Ciclabile Rimini-Novafeltria, i fondi c'erano ma sono rimasti fermi: il progetto riparte
Pietro Rossi (Presidente Unione dei Comuni Valmarecchia): "Serve un progetto di vallata, non guardare al proprio orticello"
Qualcosa si muove per la ciclabile che collega Rimini all'Alta Valmarecchia, oggi divisa in due percorsi non collegati, che richiedono inoltre, in alcuni punti, una vera e propria riqualificazione. Nel 2011 la Provincia di Rimini ottenne un finanziamento regionale di oltre 600.000 euro per realizzare una passerella sul fiume, a Saiano, e collegare i due tratti di ciclabile. Non si fece nulla. Undici anni fa, invece, fu il Cipe a stanziare 920.000 euro a favore dell'Unione dei Comuni Valmarecchia, per il rifacimento della ciclabile. Anche quei fondi sono rimasti inutilizzati, ma ora finalmente il progetto è pronto a ripartire. L'Unione lo ha infatti inserito nel piano dei lavori pubblici per il triennio 2026-2028. "Sono le vecchie risorse Snai, ma il responsabile della progettazione non consegnò il progetto. Tutto rimase bloccato", spiega Pietro Rossi, presidente dell'Unione e sindaco di Montecopiolo.
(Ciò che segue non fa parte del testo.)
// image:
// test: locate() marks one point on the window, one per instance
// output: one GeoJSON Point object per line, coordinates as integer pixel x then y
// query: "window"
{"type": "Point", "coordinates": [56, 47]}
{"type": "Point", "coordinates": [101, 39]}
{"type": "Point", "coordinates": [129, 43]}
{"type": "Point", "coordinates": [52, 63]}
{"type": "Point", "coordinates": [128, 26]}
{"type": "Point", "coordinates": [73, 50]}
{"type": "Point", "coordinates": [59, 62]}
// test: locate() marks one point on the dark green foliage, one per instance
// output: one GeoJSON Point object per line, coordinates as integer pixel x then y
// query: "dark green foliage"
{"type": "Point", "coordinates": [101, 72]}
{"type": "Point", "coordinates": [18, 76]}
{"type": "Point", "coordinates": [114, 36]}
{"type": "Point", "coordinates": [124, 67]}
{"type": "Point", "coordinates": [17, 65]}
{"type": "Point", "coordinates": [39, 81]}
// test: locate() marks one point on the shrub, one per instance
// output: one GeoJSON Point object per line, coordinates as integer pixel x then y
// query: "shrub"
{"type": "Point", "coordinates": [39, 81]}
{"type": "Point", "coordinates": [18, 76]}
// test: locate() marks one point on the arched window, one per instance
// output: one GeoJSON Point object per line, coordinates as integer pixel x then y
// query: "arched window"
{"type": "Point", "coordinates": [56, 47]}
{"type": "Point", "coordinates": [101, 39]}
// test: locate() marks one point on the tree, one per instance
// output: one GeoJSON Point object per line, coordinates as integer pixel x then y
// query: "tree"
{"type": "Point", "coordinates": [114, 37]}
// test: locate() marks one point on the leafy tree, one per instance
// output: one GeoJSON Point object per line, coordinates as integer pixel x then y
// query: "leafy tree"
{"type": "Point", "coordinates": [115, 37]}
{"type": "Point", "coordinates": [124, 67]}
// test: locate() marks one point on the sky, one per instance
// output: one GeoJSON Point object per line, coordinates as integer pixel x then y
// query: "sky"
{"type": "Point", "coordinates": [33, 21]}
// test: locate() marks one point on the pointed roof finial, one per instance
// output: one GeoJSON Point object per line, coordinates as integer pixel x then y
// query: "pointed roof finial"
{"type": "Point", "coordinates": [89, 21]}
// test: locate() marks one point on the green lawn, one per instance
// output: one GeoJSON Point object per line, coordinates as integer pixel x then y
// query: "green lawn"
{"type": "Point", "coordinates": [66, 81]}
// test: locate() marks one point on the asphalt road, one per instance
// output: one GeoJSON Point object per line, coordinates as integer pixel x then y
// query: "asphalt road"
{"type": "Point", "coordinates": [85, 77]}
Ora si riparte, finalmente, per (ri)dare vita a una ciclabile di 45 km, imprescindibile per il territorio, al servizio dei tanti cicloamatori della Provincia di Rimini e fondamentale per lo sviluppo del cicloturismo. Si parla di un tratto di quasi 2 km nel territorio di competenza dei Comuni di San Leo e Verucchio, di un prolungamento della ciclabile verso il tratto del Comune di Maiolo, nei pressi di Ponte Baffoni. Nel progetto, nell'ottica di sviluppo del cicloturismo, è prevista anche l'installazione di una segnaletica corposa (e ci auspichiamo, da tempo, che sia dato un nome alla ciclabile) e la realizzazione di aree attrezzate per i camper, con Ponte Santa Maria Maddalena e la zona del lago di Soanne tra le possibili opzioni. Ma c'è un nodo cruciale: "Non dobbiamo fare i lavori a macchia: inutile fare i pezzi sopra e sotto e nel mezzo nulla. Quindi dobbiamo incontrarci, tutti noi sindaci, e capire come ottimizzare l'intervento e come spendere le risorse". Rossi è categorico: "Dobbiamo capire come fare l'intervento, senza guardare ognuno al proprio orticello: dobbiamo fare un progetto di vallata. Se i soldi servono più a un comune, piuttosto che a un altro, dobbiamo accettarlo: dobbiamo guardare al valore di insieme". Servirà unione di intenti: poi con l'assegnazione dell'incarico a un nuovo progettista, l'iter avrà finalmente il suo inizio.